# Remmington 887 kicking my butt.



## sharpshooter25 (Oct 2, 2007)

So my wife bought me this gun for Christmas. I love the gun, it is very light, it reloads very smooth and fast. But, it is kicking my butt. I took it out hoping to get some more geese and ducks. Unfortunately we didn't see anything, but I needed to break it in. All I was carrying was 3 1/2" shells. So, I squared up on a tree, and fired. Holy crap did that hurt my cheek. My shoulder was fine, but the recoil really hurt my cheek, there is no way I could shoot 3 1/2" shells all day like that. Has anyone had the same reaction using this gun with 3 1/2" shells? If so, what did you do to soften the recoil, or is it simply that way because I was shooting 3 1/2" shells? I am guessing that because it is so light on the back end, that is why I am feeling the recoil so much on my cheek.


----------



## Cooky (Apr 25, 2011)

I would guess you don’t have your cheek firmly anchored when the sight picture is correct so the gun gets a running start at your face. Try one of those neoprene stick-on cheek pads. I’ve done it for a couple folks with good results.


----------



## sharpshooter25 (Oct 2, 2007)

Where do you get them? And I had my buddy shoot one today, same result for him so it isn't just me.


----------



## Cooky (Apr 25, 2011)

This is the Kick Eez version. I think I bought them (or something similar) at Gallenson's.
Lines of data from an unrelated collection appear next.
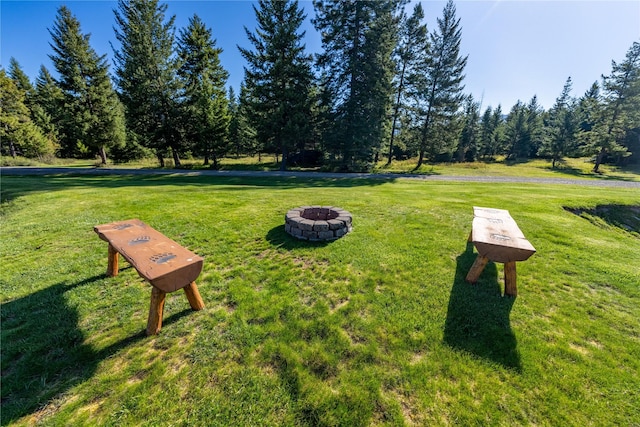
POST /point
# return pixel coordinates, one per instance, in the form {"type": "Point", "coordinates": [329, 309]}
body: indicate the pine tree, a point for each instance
{"type": "Point", "coordinates": [441, 89]}
{"type": "Point", "coordinates": [18, 133]}
{"type": "Point", "coordinates": [468, 142]}
{"type": "Point", "coordinates": [622, 107]}
{"type": "Point", "coordinates": [146, 73]}
{"type": "Point", "coordinates": [93, 114]}
{"type": "Point", "coordinates": [358, 38]}
{"type": "Point", "coordinates": [516, 132]}
{"type": "Point", "coordinates": [412, 43]}
{"type": "Point", "coordinates": [47, 108]}
{"type": "Point", "coordinates": [279, 77]}
{"type": "Point", "coordinates": [21, 80]}
{"type": "Point", "coordinates": [535, 128]}
{"type": "Point", "coordinates": [205, 106]}
{"type": "Point", "coordinates": [561, 127]}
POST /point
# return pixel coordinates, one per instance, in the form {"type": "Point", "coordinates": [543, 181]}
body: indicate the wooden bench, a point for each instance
{"type": "Point", "coordinates": [158, 259]}
{"type": "Point", "coordinates": [497, 238]}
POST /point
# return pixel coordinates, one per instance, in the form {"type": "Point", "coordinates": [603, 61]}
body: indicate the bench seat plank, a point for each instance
{"type": "Point", "coordinates": [497, 237]}
{"type": "Point", "coordinates": [158, 259]}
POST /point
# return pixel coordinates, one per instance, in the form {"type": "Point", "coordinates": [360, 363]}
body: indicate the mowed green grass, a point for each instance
{"type": "Point", "coordinates": [376, 328]}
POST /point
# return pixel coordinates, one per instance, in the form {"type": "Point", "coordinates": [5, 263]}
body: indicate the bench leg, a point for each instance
{"type": "Point", "coordinates": [112, 263]}
{"type": "Point", "coordinates": [476, 269]}
{"type": "Point", "coordinates": [193, 295]}
{"type": "Point", "coordinates": [154, 324]}
{"type": "Point", "coordinates": [510, 287]}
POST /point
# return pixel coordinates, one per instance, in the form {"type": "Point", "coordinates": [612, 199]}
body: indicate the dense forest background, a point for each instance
{"type": "Point", "coordinates": [384, 87]}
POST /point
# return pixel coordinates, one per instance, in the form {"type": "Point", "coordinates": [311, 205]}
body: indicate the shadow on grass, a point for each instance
{"type": "Point", "coordinates": [478, 316]}
{"type": "Point", "coordinates": [14, 186]}
{"type": "Point", "coordinates": [43, 350]}
{"type": "Point", "coordinates": [624, 217]}
{"type": "Point", "coordinates": [562, 168]}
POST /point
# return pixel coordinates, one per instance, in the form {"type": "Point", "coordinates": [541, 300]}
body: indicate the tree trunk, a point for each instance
{"type": "Point", "coordinates": [420, 159]}
{"type": "Point", "coordinates": [599, 157]}
{"type": "Point", "coordinates": [103, 155]}
{"type": "Point", "coordinates": [176, 158]}
{"type": "Point", "coordinates": [285, 155]}
{"type": "Point", "coordinates": [396, 111]}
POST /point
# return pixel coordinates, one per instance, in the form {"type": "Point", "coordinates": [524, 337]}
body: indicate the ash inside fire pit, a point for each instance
{"type": "Point", "coordinates": [317, 223]}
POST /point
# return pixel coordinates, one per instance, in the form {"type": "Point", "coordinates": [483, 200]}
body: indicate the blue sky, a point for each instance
{"type": "Point", "coordinates": [516, 48]}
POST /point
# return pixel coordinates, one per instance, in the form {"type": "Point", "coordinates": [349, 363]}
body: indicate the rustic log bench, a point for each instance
{"type": "Point", "coordinates": [497, 238]}
{"type": "Point", "coordinates": [166, 265]}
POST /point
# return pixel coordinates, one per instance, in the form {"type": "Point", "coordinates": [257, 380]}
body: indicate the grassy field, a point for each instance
{"type": "Point", "coordinates": [574, 168]}
{"type": "Point", "coordinates": [376, 328]}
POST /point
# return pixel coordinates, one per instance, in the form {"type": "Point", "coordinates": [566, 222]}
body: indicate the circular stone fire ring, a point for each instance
{"type": "Point", "coordinates": [317, 223]}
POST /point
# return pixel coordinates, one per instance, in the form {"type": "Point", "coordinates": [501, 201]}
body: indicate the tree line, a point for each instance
{"type": "Point", "coordinates": [384, 87]}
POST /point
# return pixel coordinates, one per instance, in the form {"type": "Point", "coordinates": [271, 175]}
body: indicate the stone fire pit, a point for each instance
{"type": "Point", "coordinates": [317, 223]}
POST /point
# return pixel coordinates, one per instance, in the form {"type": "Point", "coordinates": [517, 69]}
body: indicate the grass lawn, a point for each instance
{"type": "Point", "coordinates": [376, 328]}
{"type": "Point", "coordinates": [569, 168]}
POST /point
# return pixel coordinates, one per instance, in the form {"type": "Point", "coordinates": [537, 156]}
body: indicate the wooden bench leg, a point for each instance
{"type": "Point", "coordinates": [476, 269]}
{"type": "Point", "coordinates": [193, 295]}
{"type": "Point", "coordinates": [154, 324]}
{"type": "Point", "coordinates": [510, 287]}
{"type": "Point", "coordinates": [112, 263]}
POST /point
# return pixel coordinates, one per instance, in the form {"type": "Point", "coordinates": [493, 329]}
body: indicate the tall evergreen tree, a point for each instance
{"type": "Point", "coordinates": [516, 132]}
{"type": "Point", "coordinates": [535, 127]}
{"type": "Point", "coordinates": [441, 89]}
{"type": "Point", "coordinates": [358, 38]}
{"type": "Point", "coordinates": [18, 133]}
{"type": "Point", "coordinates": [205, 105]}
{"type": "Point", "coordinates": [561, 127]}
{"type": "Point", "coordinates": [468, 142]}
{"type": "Point", "coordinates": [279, 77]}
{"type": "Point", "coordinates": [146, 73]}
{"type": "Point", "coordinates": [621, 94]}
{"type": "Point", "coordinates": [93, 114]}
{"type": "Point", "coordinates": [21, 80]}
{"type": "Point", "coordinates": [412, 43]}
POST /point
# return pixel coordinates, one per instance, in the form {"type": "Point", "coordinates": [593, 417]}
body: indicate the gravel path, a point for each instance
{"type": "Point", "coordinates": [387, 176]}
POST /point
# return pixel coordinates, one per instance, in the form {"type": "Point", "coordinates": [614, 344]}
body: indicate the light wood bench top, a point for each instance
{"type": "Point", "coordinates": [158, 259]}
{"type": "Point", "coordinates": [497, 237]}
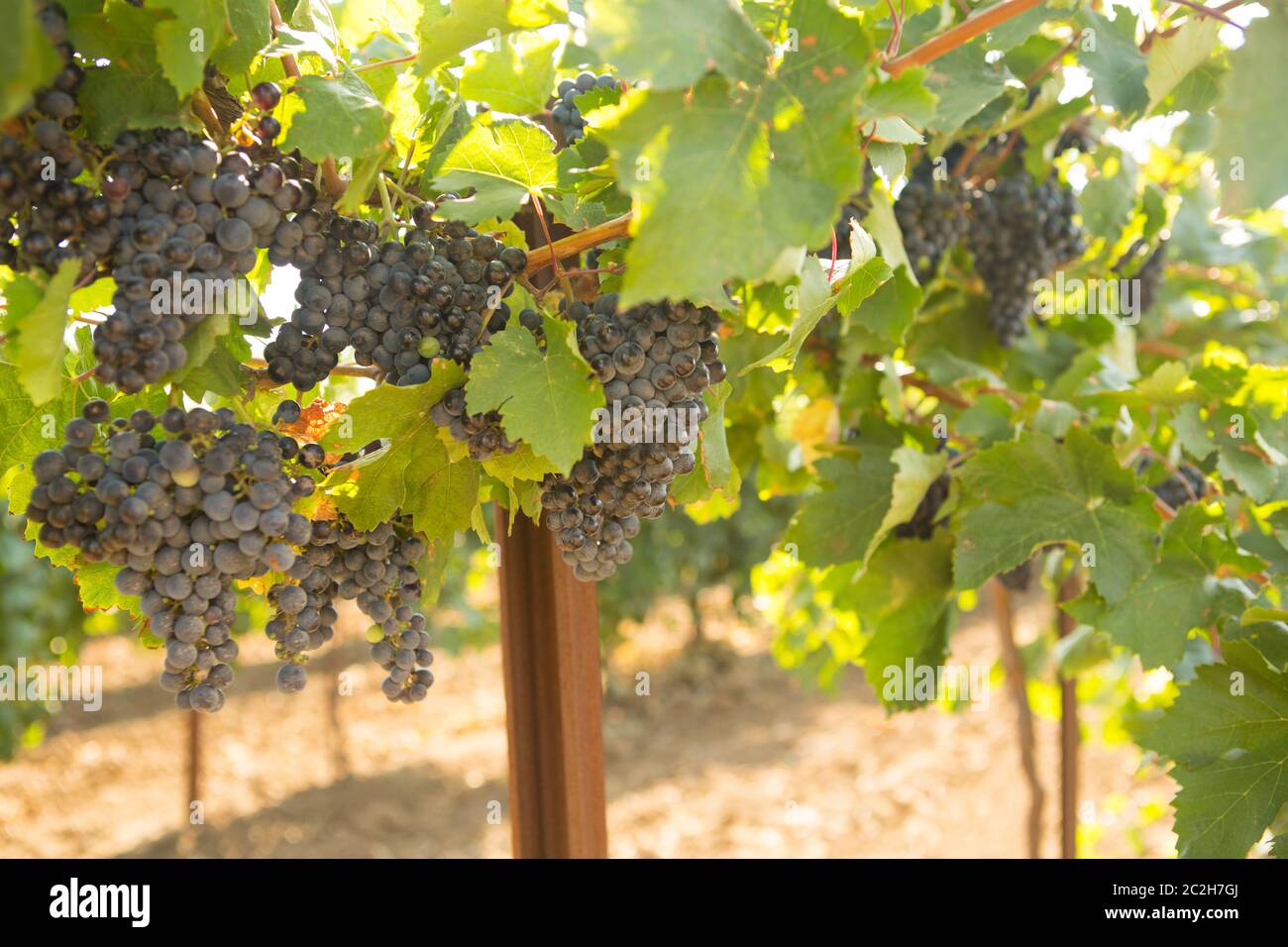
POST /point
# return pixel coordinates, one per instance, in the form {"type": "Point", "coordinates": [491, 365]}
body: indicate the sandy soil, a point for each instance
{"type": "Point", "coordinates": [726, 757]}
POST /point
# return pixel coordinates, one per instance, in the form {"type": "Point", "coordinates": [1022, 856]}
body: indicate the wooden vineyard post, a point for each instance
{"type": "Point", "coordinates": [553, 698]}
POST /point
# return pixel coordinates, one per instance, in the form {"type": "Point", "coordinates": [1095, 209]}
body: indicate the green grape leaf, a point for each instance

You want it thick enough you have to hold your cheek down firmly when the sight picture is correct.

http://www.kickeezproducts.com/cheek-eez.php


----------



## hossblur (Jun 15, 2011)

in the end it is a pump, so all the gas is in recoil, not used to cycle the action. 3 1/2 in a pump kick, a better fitting gun will help, but fitting a $400 gun isn't done a lot so you are gonna get kicked. I personally have given up the 3 1/2's and haven't really missed them.


----------



## Loke (Sep 7, 2007)

So don't shoot 3 1/2 inch shells. They are more of a sales gimmick than anything else. Go out and actually pattern your gun to see what shoots best. I'll bet you will find that it is a 2 3/4 at a moderate velocity (1450 fps or so). And the best part is.........those are the cheapest shells.


----------



## Bax* (Dec 14, 2008)

I agree with Loke. I havent found much use for the 3.5" shells (although Chaser had me shoot one the other day to finish off a bird). They are Soooooooo expensive too


----------



## roper (Sep 27, 2010)

Hey how are you holding that gun? Your subject line says "Remington 887 kicking my butt", then you talk about it hitting you in the cheek. Just got me wondering which cheek you're talking about. 

JK!!!


----------